Southall’s population includes people from India, Pakistan, Bangladesh and East Africa. In the town centre, some three quarters of its 70,000 residents are of Asian origin. Their influence has led to a rich cultural landscape. The sounds, smells and colours of Southall gives the whole area a vibrant, exotic atmosphere.
Indian fashion and jewellery is sold in shops and on street stalls, while grocery stores offer Indian food. Scores of restaurants offer mouth-watering Asian food. From fast-food kebab outlets, through Pakistani diners like Gifto’s Lahore Karahi, to the iconic Brilliant restaurant, the distinctive aromas of Indian spices permeate the air.
Mosques and temples abound in Southall. There are ten gurdwaras, six mosques and two mandirs in and around the area, as well as numerous Christian churches. The Gurdwara Sri Guru Singh Sabha, built in 2003, is the crown jewel of Southall. One of the biggest outside of India, it attracts over 15,000 worshippers a week and runs a free kitchen which provides vegetarian meals for all who come, Sikh or not.
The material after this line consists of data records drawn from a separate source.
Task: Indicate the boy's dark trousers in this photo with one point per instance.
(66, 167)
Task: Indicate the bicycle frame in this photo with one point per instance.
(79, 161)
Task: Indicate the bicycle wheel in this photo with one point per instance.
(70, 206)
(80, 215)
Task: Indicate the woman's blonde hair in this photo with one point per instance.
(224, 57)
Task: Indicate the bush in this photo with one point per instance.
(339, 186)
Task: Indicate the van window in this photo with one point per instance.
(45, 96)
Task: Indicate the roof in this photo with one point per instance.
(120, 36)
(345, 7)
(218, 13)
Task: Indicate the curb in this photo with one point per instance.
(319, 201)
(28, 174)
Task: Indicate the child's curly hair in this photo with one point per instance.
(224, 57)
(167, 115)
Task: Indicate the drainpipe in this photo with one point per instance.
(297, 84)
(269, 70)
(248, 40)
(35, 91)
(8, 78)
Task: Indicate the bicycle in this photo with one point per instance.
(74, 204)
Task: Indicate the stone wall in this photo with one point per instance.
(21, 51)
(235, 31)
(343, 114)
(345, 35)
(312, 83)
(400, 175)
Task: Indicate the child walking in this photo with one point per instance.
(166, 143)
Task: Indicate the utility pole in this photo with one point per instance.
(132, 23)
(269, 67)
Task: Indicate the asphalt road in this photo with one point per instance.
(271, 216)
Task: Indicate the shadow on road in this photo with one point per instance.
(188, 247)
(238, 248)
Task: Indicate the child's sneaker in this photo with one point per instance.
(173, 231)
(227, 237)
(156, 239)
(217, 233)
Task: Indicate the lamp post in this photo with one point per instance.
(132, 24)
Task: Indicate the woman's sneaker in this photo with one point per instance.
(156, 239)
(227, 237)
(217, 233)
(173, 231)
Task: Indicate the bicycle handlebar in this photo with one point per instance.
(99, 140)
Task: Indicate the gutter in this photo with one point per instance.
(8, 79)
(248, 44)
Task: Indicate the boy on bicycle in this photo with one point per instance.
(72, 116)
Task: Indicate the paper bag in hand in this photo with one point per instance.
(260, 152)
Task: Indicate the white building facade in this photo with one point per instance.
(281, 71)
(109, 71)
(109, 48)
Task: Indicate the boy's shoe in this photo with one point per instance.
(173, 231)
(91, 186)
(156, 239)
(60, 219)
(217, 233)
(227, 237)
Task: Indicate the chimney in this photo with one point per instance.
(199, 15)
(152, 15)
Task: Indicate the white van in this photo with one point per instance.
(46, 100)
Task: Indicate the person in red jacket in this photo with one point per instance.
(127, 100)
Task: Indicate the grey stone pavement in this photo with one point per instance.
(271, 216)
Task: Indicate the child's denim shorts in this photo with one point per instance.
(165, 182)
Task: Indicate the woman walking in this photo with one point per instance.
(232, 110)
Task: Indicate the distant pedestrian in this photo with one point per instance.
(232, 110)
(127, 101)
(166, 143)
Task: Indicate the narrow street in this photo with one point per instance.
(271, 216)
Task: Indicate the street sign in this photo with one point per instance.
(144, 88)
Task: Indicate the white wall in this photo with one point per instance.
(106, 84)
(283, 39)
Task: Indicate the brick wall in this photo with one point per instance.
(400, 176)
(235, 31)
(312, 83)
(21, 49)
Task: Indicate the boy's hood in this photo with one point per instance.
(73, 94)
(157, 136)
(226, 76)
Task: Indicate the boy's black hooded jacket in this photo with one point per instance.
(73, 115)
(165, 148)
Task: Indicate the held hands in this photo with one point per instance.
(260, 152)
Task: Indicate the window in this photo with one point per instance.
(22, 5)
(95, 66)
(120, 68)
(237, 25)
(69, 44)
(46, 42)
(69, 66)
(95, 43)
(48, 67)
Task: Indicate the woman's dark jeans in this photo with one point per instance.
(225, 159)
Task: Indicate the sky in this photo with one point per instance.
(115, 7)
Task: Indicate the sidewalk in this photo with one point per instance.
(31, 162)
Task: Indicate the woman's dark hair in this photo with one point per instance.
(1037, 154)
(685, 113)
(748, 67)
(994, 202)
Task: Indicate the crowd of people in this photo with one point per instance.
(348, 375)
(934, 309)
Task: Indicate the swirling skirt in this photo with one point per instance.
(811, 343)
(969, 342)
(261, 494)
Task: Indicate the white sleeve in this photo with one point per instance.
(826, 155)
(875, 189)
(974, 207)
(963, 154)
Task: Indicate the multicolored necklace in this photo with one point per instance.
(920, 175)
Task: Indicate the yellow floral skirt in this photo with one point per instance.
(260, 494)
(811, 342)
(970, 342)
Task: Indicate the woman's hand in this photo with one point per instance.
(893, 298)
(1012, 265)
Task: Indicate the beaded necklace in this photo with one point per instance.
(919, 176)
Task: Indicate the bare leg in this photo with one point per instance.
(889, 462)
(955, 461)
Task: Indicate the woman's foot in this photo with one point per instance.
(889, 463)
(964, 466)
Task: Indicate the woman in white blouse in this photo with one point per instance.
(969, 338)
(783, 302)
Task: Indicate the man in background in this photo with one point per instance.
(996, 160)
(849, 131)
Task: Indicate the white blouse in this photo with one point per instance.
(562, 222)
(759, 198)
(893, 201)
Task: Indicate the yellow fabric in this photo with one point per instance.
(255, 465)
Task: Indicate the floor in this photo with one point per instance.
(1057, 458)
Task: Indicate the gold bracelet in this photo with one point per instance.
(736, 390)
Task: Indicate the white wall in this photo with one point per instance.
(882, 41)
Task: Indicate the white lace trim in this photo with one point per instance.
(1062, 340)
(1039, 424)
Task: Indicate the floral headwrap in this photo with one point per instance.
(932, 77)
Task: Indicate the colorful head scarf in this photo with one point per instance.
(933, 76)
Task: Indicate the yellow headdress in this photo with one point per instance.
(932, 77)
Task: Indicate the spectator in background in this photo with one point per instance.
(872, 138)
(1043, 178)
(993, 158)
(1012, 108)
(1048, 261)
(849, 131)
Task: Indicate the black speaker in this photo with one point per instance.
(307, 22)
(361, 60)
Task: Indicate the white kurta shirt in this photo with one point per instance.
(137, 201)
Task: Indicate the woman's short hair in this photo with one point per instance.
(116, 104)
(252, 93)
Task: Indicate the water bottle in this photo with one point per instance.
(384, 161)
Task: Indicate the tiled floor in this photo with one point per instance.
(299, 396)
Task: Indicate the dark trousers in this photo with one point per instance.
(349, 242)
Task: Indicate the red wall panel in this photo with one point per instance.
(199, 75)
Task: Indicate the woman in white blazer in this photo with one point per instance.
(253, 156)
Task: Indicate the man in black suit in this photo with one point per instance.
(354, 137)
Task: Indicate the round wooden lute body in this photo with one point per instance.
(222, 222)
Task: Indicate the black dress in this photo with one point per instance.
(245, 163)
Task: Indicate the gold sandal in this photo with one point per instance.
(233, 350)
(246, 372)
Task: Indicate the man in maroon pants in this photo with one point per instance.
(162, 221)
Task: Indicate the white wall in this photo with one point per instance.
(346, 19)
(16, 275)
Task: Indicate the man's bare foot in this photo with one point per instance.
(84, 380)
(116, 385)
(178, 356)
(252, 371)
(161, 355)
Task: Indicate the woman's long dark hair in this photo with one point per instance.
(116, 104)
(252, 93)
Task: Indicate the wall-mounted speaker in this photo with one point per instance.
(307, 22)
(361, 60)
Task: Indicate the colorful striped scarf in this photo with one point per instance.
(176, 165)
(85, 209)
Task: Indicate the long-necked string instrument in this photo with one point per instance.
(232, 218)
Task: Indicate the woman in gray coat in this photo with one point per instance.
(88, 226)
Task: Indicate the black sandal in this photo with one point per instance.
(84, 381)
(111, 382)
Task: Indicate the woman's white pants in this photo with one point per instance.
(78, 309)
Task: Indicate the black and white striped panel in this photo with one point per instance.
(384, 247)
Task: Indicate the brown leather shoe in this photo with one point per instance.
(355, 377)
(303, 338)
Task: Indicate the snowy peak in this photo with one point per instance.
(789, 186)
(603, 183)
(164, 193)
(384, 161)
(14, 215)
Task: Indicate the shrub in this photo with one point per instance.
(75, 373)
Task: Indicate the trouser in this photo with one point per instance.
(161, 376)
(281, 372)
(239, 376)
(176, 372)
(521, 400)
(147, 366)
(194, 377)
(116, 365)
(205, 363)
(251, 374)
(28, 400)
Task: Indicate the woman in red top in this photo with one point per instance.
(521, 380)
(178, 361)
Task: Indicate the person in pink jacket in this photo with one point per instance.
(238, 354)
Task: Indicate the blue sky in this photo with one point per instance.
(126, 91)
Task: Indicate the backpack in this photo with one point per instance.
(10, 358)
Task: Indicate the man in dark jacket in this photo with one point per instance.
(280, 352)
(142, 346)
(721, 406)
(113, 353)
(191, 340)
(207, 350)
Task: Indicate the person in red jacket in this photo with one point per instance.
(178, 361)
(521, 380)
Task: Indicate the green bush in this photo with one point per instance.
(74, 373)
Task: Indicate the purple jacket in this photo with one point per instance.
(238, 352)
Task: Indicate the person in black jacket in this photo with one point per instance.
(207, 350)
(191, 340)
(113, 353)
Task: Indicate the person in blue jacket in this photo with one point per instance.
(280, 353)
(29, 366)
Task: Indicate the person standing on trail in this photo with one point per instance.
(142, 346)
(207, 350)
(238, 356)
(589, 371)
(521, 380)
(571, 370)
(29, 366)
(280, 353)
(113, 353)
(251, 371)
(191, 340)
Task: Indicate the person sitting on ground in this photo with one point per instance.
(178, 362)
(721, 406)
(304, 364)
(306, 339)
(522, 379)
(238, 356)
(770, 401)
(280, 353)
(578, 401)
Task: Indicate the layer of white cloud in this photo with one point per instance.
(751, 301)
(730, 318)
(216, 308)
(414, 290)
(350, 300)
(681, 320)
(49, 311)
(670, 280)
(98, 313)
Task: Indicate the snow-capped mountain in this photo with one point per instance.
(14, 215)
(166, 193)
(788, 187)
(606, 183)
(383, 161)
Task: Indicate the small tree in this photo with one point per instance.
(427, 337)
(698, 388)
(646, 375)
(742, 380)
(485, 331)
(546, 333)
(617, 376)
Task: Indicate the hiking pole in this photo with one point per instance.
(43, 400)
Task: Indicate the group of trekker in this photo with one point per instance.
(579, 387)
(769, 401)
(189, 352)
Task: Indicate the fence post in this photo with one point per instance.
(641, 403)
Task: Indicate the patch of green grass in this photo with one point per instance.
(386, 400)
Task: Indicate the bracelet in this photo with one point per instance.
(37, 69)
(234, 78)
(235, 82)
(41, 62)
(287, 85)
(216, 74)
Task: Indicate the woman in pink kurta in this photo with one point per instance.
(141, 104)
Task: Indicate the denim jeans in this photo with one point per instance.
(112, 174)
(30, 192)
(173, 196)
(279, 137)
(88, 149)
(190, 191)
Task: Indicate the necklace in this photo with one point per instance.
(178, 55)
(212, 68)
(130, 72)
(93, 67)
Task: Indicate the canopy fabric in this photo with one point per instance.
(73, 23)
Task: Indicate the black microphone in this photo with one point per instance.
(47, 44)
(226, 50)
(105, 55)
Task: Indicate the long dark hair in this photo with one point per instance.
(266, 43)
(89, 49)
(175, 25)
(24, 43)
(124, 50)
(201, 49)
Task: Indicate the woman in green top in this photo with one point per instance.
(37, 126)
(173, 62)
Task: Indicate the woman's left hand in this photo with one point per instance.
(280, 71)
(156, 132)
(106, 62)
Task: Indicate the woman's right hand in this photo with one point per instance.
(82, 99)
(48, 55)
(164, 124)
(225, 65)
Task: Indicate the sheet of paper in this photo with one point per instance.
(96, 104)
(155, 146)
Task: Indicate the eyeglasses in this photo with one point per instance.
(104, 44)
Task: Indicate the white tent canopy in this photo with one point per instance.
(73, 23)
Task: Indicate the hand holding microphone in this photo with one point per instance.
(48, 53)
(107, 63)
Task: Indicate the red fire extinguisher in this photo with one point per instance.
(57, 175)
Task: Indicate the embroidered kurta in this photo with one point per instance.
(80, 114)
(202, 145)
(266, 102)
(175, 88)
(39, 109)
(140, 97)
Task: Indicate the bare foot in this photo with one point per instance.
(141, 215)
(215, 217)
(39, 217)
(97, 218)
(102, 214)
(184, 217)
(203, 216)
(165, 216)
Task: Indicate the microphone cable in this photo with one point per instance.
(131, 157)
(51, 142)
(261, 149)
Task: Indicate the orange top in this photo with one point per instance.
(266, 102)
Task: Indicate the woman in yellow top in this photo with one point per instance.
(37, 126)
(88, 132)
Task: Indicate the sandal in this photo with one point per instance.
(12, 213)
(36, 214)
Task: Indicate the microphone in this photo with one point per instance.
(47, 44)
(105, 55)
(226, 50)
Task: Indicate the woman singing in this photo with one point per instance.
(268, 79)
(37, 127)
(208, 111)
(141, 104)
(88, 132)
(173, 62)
Asian people started arriving in Southall in the 1950s. Partition of the Punjab by the British in 1947 — placing half in Pakistan and half in India — led many people to move to Britain. Southall was an affordable area, close to work opportunities at the newly-opened Heathrow airport and the R. Woolf rubber factory. The factory’s manager had served with Sikh soldiers in World War Two and was happy to employ them. Among the first Punjabi residents was Pritam Singh Sangha. He opened the first Asian cornershop in the UK in 1954, starting a retail concept that continues today.
AFRICA AND ASIA
The next influx of Indian immigrants came from Kenya and Uganda in the 1960s, after the former colonies gained independence from Britain. Ugandan Indians were forcibly expelled in 1972 by Idi Amin, who had seized power in a coup. Many of these people settled in Southall.
The boom of the Asian population unfortunately led to acts of racism. The first uprising was the murder of Sikh teenager Gurdip Singh Chaggar in 1976. Later, clashes after a meeting of the British fascist party National Front caused the death of protester Blair Peach in 1979. In 1981, a full-scale riot broke out at the Hamborough Tavern, resulting in multiple injured and seventy arrests.
Racism in Southall is not quite as prevalent today and the area is more affluent. Wealthy Indians are moving out to the suburbs, replaced by other minority groups such as Somalis and Afghan Sikhs. Its Little India reputation continues to attract new residents and visitors alike. Easy connections to London make it a popular destination for those who love South Asian culture. Several generations on from its first Indian immigrants, it is still the best place in London for an authentic curry.